The debt ratio and net profit margin of non-financial listed corporations in the first half of this year have worsened compared to last year. This indicates that key stability and profitability indicators are shaking. Due to policy burdens, corporate strength may be further undermined, posing a burden on the stock market as well.
On the 18th, ChosunBiz analyzed the companies that registered 'XBRL (eXtensible Business Reporting Language)' in the Financial Supervisory Service's electronic disclosure system (DART) at the end of the first half of this year, comparing them with the end of last year.
The debt ratio of 1,901 listed companies surveyed stood at 111.4% at the end of June this year. This is an increase of 6.1 percentage points from 105.3% at the end of last year. The debt ratio is calculated by dividing total liabilities by equity. A debt ratio exceeding 100% means that liabilities are greater than equity.
By market segment, the debt ratio of 610 companies listed on the KOSPI was 134.3% at the end of June this year, up 9 percentage points from 125.3% at the end of last year. The debt ratio of 1,291 companies listed on the KOSDAQ rose from 95.9% to 100.5%, an increase of 4.6 percentage points during the same period.
By the end of June this year, there were four companies in the KOSPI market and seven in the KOSDAQ market that were completely insolvent, meaning that all of their equity was exhausted and total capital turned negative (-). This is an increase of two and three compared to the end of last year, respectively.
Even if the debt ratio exceeds 100%, it is not a major issue as long as cash flow is supported. With the Bank of Korea consecutively lowering interest rates in the first half of this year, it seems that corporations may have attempted to increase their liabilities to expand investment.

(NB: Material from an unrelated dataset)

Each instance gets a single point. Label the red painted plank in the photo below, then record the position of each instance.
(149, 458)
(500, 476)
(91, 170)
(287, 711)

The problem is that corporate profitability has also deteriorated. Among 1,683 corporations surveyed, 635 (37.7%) recorded net losses in the first half of this year. This is an increase in loss-making corporations compared to 534 (31.7%) last year. The net profit margin of corporations that made profits also fell to 12.2% in the first half of this year, below last year's annual net profit margin of 13.5%.
In the KOSPI market, the net profit margin of listed companies improved slightly from 11.2% last year to 11.5% in the first half of this year. In contrast, the net profit margin for listed companies on the KOSDAQ declined from 15% to 13% during the same period.

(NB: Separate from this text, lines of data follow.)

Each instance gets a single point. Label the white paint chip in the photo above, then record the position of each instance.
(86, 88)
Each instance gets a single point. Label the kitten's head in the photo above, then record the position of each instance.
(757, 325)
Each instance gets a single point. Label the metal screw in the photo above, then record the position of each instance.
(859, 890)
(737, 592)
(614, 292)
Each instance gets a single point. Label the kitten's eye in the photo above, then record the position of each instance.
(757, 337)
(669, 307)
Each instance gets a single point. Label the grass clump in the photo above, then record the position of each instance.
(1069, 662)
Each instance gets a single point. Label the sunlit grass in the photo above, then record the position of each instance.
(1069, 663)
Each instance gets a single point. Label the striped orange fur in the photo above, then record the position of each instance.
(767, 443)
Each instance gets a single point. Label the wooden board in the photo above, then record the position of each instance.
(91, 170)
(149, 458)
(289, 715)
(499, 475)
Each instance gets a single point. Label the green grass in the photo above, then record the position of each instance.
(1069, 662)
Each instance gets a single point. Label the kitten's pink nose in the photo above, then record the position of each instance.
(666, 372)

Amid these circumstances, the government has announced tax reform plans to raise corporate taxes, while the ruling party is pushing for the passage of the 'yellow envelope law,' which aims to expand the scope of users and limit compensation for labor disputes. Concerns about management difficulties are repeatedly being voiced in the business community.

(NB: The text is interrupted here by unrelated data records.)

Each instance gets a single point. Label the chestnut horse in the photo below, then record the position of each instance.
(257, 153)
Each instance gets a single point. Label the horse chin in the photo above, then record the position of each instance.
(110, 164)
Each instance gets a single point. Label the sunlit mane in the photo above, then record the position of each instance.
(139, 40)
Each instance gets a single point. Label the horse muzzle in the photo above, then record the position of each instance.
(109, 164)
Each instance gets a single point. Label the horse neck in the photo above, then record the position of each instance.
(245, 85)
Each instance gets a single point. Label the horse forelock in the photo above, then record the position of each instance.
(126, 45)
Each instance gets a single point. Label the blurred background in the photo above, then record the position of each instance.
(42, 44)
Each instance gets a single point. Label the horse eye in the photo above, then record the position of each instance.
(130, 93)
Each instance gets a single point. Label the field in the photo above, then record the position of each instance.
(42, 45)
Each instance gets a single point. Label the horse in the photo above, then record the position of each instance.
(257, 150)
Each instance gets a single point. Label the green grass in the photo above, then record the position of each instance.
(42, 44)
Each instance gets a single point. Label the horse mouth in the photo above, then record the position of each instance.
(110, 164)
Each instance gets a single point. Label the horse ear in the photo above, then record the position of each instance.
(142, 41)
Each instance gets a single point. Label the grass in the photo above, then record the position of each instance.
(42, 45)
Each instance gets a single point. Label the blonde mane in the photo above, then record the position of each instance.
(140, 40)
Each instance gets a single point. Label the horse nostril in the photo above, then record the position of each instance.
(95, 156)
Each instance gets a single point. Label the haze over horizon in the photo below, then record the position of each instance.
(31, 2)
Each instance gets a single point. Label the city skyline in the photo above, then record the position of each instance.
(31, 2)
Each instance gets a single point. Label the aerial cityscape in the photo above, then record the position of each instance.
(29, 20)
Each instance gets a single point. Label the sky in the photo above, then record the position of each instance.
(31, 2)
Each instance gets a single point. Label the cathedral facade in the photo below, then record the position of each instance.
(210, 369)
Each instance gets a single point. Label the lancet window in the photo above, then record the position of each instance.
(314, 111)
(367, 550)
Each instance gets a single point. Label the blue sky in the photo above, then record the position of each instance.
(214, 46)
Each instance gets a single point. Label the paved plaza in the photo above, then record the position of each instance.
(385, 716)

When corporate business performance deteriorates, valuation is inevitably undervalued. The ability to return value to shareholders also decreases.
Yoo Seong-min, head of global investment strategy at Samsung Securities, noted, "Korean stocks have exited the absolute undervaluation zone (with a price-to-book ratio below 1 for the next 12 months) and the focus of the stock market is expected to shift from valuation improvement due to institutional reform to securing long-term growth momentum and increasing return on equity (ROE)."